Multiple Predictors (likely to correlate) = Finds optimal prediction of the outcome from several predictors (takes into account redundancy with one another)
What is multiple regression used for?
Prediction (leads to improved prediction)
Theory Testing (Theories often suggest multiple variables)
Covariate Control (If we want to assess the effect of a specific predictor + controlling the influence of others)
How would we interpret the intercept in multiple regression?
Predicted value for y when x are all 0
How would we interpret a coefficient in multiple regression?
Change in y for one unit change in x, when all other x’s remain constant
What does ‘holding constant’ mean?
Holding effect of x2
Controlling for difference in x2
Partialling out effects for x2
Holding X2 equal
Accounting for effects x2
Can identify the unique contribution of predictors as it means finding effect of predictor when other predictions are fixed
What are model predicted values and how do they help us?
Model predicted values are the predictions based on the the data/predicted from regression analysis
Can be compared to actual value (obtained by observation) - the difference being the residual
What are marginal distributions and how do we use them?
Distribution of each variable without reference to values of other variables (independent of one another)
Plot each variable individually via density plot and histogram
Numerically explore via summary stats (e.g. mean, SD)
What are bivariate associations and what are they used for?

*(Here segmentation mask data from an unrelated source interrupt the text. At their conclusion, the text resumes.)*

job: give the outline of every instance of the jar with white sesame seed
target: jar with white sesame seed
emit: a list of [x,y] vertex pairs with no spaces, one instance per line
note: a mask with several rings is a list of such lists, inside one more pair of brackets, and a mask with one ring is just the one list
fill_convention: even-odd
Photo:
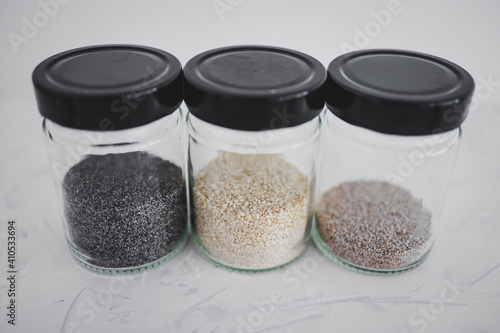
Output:
[[474,90],[427,54],[364,50],[328,67],[313,239],[372,273],[417,267],[434,243]]
[[265,46],[204,52],[184,68],[192,235],[238,271],[282,267],[310,237],[326,71]]

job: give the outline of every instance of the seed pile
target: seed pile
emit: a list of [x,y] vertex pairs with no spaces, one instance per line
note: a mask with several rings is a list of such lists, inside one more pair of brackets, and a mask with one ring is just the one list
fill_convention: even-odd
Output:
[[63,197],[70,239],[95,266],[155,261],[186,228],[181,169],[145,152],[86,157],[64,177]]
[[410,192],[387,182],[350,182],[323,195],[321,238],[341,259],[372,269],[405,268],[432,244],[431,213]]
[[308,179],[278,154],[221,152],[198,173],[193,196],[196,232],[221,263],[265,269],[304,250]]

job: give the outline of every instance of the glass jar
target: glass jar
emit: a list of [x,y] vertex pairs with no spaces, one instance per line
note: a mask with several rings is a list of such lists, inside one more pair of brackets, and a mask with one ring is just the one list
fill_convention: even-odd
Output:
[[182,69],[162,50],[70,50],[33,72],[70,250],[85,267],[159,265],[187,239]]
[[211,50],[184,68],[192,235],[225,268],[266,271],[310,238],[326,70],[300,52]]
[[354,270],[418,266],[435,239],[472,77],[441,58],[364,50],[328,67],[313,239]]

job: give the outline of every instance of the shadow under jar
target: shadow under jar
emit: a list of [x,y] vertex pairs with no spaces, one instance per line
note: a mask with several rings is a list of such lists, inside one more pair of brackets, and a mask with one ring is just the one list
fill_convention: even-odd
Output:
[[186,64],[192,234],[212,262],[266,271],[305,250],[325,79],[314,58],[273,47]]
[[182,69],[162,50],[70,50],[33,72],[66,238],[85,267],[159,265],[187,239]]
[[464,69],[417,52],[330,63],[313,230],[324,254],[373,274],[426,258],[473,90]]

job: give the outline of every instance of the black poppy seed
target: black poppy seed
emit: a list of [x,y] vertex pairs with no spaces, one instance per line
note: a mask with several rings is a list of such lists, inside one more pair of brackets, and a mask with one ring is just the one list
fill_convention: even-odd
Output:
[[371,269],[402,269],[432,245],[431,213],[387,182],[343,183],[323,195],[318,231],[342,260]]
[[153,262],[172,252],[186,229],[181,168],[146,152],[89,155],[62,188],[70,240],[94,266]]

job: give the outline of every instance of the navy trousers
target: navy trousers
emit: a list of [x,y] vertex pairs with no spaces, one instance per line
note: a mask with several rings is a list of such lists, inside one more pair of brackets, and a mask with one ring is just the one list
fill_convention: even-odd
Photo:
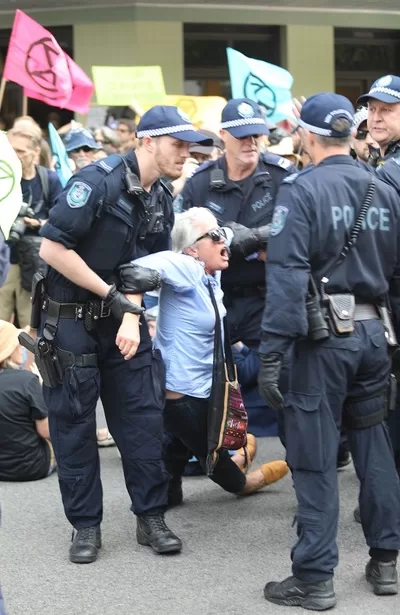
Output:
[[83,322],[60,320],[56,345],[97,353],[98,367],[68,367],[57,388],[44,387],[51,441],[65,514],[75,528],[102,521],[96,404],[121,452],[125,482],[137,515],[164,510],[168,474],[162,462],[165,371],[158,351],[126,361],[115,345],[118,323],[102,320],[94,334]]
[[[337,454],[342,408],[369,416],[385,404],[390,362],[383,325],[356,323],[349,337],[296,343],[284,408],[287,462],[298,501],[294,576],[323,581],[338,563]],[[360,481],[361,521],[368,546],[400,548],[400,483],[386,424],[348,431]]]

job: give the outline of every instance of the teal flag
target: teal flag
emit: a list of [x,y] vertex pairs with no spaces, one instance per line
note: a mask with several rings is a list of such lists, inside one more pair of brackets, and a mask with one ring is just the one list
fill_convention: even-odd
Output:
[[54,128],[53,124],[49,124],[49,137],[51,151],[56,159],[54,169],[57,172],[58,179],[60,180],[62,187],[64,188],[65,184],[72,176],[72,171],[68,164],[69,158],[67,152],[65,151],[64,143],[62,142],[61,137]]
[[275,64],[247,58],[243,53],[226,50],[232,98],[250,98],[264,107],[270,122],[293,119],[292,75]]

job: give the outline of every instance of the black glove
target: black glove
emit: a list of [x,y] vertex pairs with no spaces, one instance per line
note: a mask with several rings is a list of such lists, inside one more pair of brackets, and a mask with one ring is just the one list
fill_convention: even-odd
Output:
[[132,303],[120,293],[113,284],[104,299],[104,305],[111,310],[111,314],[119,322],[122,321],[124,314],[143,314],[144,309],[136,303]]
[[161,286],[161,274],[154,269],[127,263],[118,267],[120,285],[118,290],[128,295],[148,293]]
[[279,374],[282,359],[278,354],[260,354],[258,391],[269,408],[281,410],[283,397],[279,390]]
[[228,222],[227,226],[233,231],[233,238],[230,244],[232,254],[243,257],[249,256],[266,247],[270,225],[260,226],[260,228],[247,228],[237,222]]

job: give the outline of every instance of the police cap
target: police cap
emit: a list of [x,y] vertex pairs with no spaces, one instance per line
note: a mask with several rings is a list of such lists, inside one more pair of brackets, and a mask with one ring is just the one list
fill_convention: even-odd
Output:
[[140,118],[136,136],[138,139],[142,139],[143,137],[162,137],[164,135],[188,143],[213,145],[212,139],[195,130],[189,117],[179,107],[156,105]]
[[365,105],[370,98],[389,104],[400,102],[400,77],[395,75],[379,77],[371,85],[369,92],[360,96],[357,104]]
[[[335,120],[346,119],[348,126],[338,129]],[[299,126],[321,137],[347,137],[351,133],[354,107],[345,96],[332,92],[314,94],[301,110]]]
[[249,98],[232,98],[225,105],[222,110],[221,128],[236,139],[269,134],[260,105]]

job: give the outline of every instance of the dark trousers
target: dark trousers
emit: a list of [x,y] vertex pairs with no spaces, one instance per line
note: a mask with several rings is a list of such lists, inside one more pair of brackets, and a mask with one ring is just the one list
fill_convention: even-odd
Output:
[[101,398],[108,428],[121,452],[132,510],[164,510],[168,475],[162,462],[164,366],[160,354],[125,361],[115,345],[116,321],[99,323],[89,335],[82,321],[60,320],[59,348],[76,355],[97,353],[98,367],[68,367],[57,388],[44,387],[65,514],[76,528],[101,523],[103,514],[96,439]]
[[[390,364],[383,325],[356,323],[349,337],[296,343],[285,413],[287,461],[298,501],[293,574],[305,581],[332,577],[338,563],[337,455],[342,408],[352,417],[383,408]],[[361,521],[368,546],[400,548],[400,483],[386,424],[349,429],[360,481]]]
[[[167,399],[164,427],[168,436],[164,441],[164,461],[171,480],[180,480],[192,454],[206,470],[207,410],[208,399],[188,395],[180,399]],[[224,449],[219,452],[211,480],[231,493],[240,493],[246,484],[245,475]]]

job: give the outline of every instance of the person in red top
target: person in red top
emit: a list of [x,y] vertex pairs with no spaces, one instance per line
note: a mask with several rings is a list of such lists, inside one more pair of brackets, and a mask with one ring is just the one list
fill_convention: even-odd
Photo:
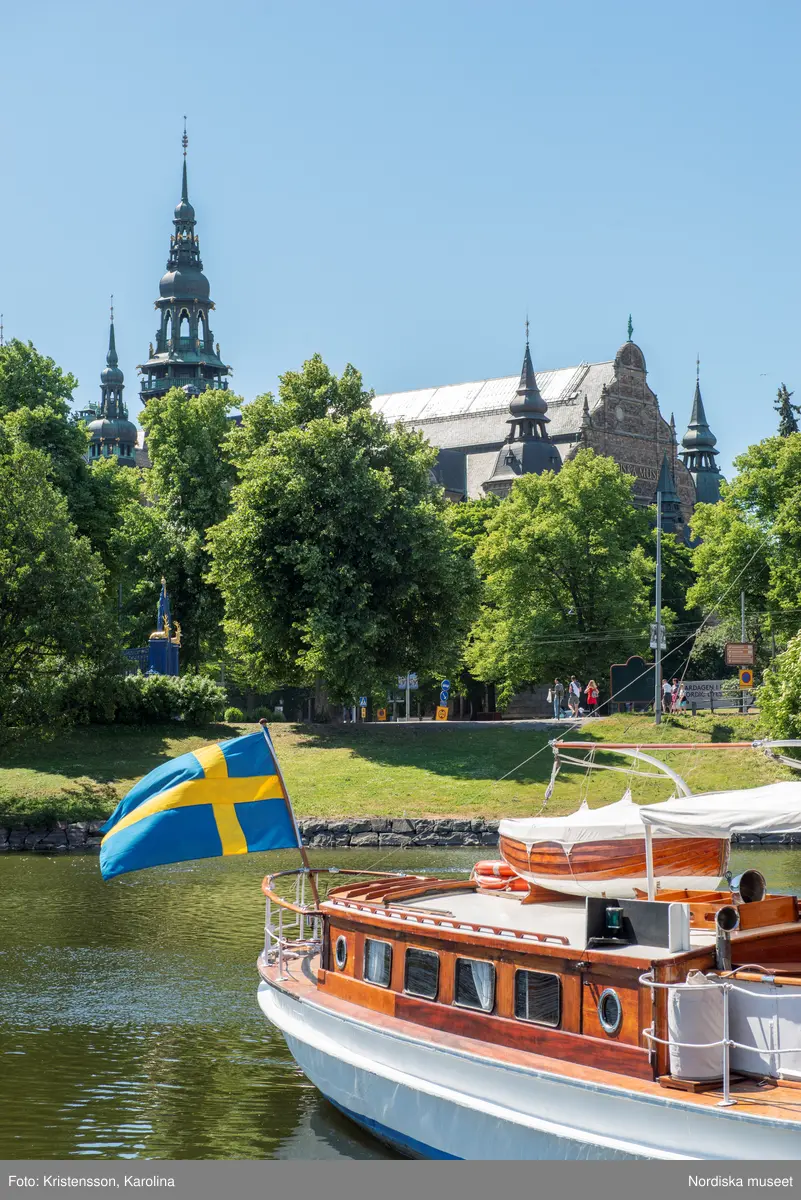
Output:
[[598,684],[594,679],[591,679],[587,684],[584,693],[587,697],[587,708],[590,710],[590,716],[596,717],[598,715]]

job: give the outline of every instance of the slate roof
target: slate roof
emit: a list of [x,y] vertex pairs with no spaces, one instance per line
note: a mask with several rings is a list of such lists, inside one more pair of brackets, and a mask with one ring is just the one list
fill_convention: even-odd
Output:
[[[537,371],[537,387],[548,405],[548,435],[572,439],[581,429],[586,395],[590,413],[601,400],[604,384],[614,378],[614,362],[580,363],[555,371]],[[469,449],[498,445],[509,433],[509,405],[520,379],[479,379],[411,392],[376,396],[373,409],[390,422],[404,421],[421,429],[434,446]]]

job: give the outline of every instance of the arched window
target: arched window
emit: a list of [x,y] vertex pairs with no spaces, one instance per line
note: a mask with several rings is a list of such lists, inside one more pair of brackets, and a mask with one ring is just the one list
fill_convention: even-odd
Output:
[[181,313],[181,323],[178,326],[178,337],[189,337],[189,313],[184,309]]
[[206,321],[203,316],[203,313],[200,313],[200,315],[198,316],[198,319],[197,319],[197,336],[198,336],[201,344],[203,342],[205,342],[205,340],[206,340]]
[[167,315],[164,318],[164,341],[168,342],[172,337],[172,314],[167,309]]

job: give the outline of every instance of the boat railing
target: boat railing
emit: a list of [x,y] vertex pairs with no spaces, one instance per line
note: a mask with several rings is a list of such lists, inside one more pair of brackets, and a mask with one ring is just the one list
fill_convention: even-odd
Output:
[[[752,979],[754,982],[770,983],[770,984],[776,984],[776,985],[799,986],[801,984],[801,980],[799,980],[799,979],[795,979],[795,978],[781,979],[781,978],[777,978],[775,975],[770,975],[767,973],[758,975],[758,974],[749,972],[748,977],[750,979]],[[640,983],[644,984],[645,987],[650,988],[652,993],[657,988],[662,988],[666,991],[687,991],[687,992],[692,992],[694,994],[697,994],[699,991],[704,991],[704,990],[722,991],[723,992],[723,1037],[722,1038],[720,1038],[718,1041],[715,1041],[715,1042],[680,1042],[673,1038],[661,1038],[661,1037],[657,1037],[653,1023],[649,1026],[648,1029],[643,1029],[642,1033],[643,1033],[643,1037],[646,1038],[646,1040],[649,1042],[649,1044],[653,1045],[654,1043],[658,1043],[660,1046],[668,1046],[671,1049],[675,1046],[677,1049],[683,1049],[683,1050],[711,1050],[715,1046],[720,1046],[720,1048],[721,1048],[721,1063],[722,1063],[721,1075],[722,1075],[722,1079],[723,1079],[723,1099],[718,1101],[718,1106],[720,1108],[730,1108],[731,1105],[737,1103],[737,1101],[731,1095],[731,1052],[732,1052],[732,1050],[749,1050],[749,1051],[751,1051],[752,1054],[768,1053],[770,1055],[774,1055],[774,1054],[780,1055],[780,1054],[798,1054],[799,1048],[797,1046],[787,1046],[783,1050],[778,1049],[778,1048],[776,1048],[776,1049],[771,1048],[770,1050],[766,1051],[763,1046],[749,1046],[743,1042],[734,1041],[734,1039],[730,1036],[731,1035],[731,1025],[730,1025],[729,997],[730,997],[731,993],[732,992],[740,992],[744,996],[756,996],[759,998],[762,998],[764,996],[764,993],[763,992],[755,992],[751,988],[743,987],[742,984],[735,983],[732,978],[723,977],[720,979],[711,979],[708,975],[705,975],[704,979],[706,980],[705,983],[661,983],[661,982],[657,982],[654,979],[653,971],[646,971],[644,975],[640,976]],[[774,999],[774,1000],[795,1000],[797,1003],[798,995],[795,993],[787,993],[784,996],[780,996],[780,995],[773,996],[772,999]]]
[[[307,902],[310,880],[315,885],[321,876],[356,875],[376,879],[408,878],[404,872],[358,871],[340,867],[296,867],[288,871],[275,871],[262,881],[265,896],[264,914],[264,962],[278,964],[278,977],[283,979],[287,962],[292,958],[319,954],[323,947],[323,913],[320,908]],[[294,877],[292,899],[281,895],[275,887],[279,879]],[[313,892],[318,892],[315,886]]]

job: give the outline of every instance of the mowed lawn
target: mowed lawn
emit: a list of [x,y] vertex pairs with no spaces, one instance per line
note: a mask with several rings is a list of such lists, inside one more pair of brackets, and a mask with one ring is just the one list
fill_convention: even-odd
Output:
[[[83,820],[106,816],[117,799],[168,758],[208,742],[257,729],[214,725],[138,729],[83,727],[50,740],[31,739],[0,750],[0,824]],[[272,736],[298,816],[525,816],[539,812],[553,755],[546,731],[486,723],[390,726],[273,725]],[[750,741],[755,718],[726,715],[669,718],[620,716],[585,724],[573,740]],[[694,792],[755,787],[792,772],[755,750],[655,752]],[[528,759],[528,762],[524,760]],[[621,763],[611,755],[600,761]],[[649,768],[645,767],[648,770]],[[502,779],[507,772],[508,779]],[[592,806],[618,800],[627,783],[638,801],[665,799],[673,787],[578,767],[563,768],[549,813],[569,812],[586,795]]]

Describes the relationship between two numeric variables
Plot associations among two variables
Numerically explore by reporting correlation
Fill in the blank:
The values of the intercept and slope that _______ are our estimated coefficients from our data
Minimise the sum of square residuals
How do you calculate the intercept?
Predicted B0 = Mean of y - predicted mean of x
How do you calculate the slope?
Sum of cross products/Sum of square deviations
sum(xi - mean x)(yi - mean of y)
divided by
sum(xi (individual PPT) - mean of x) squared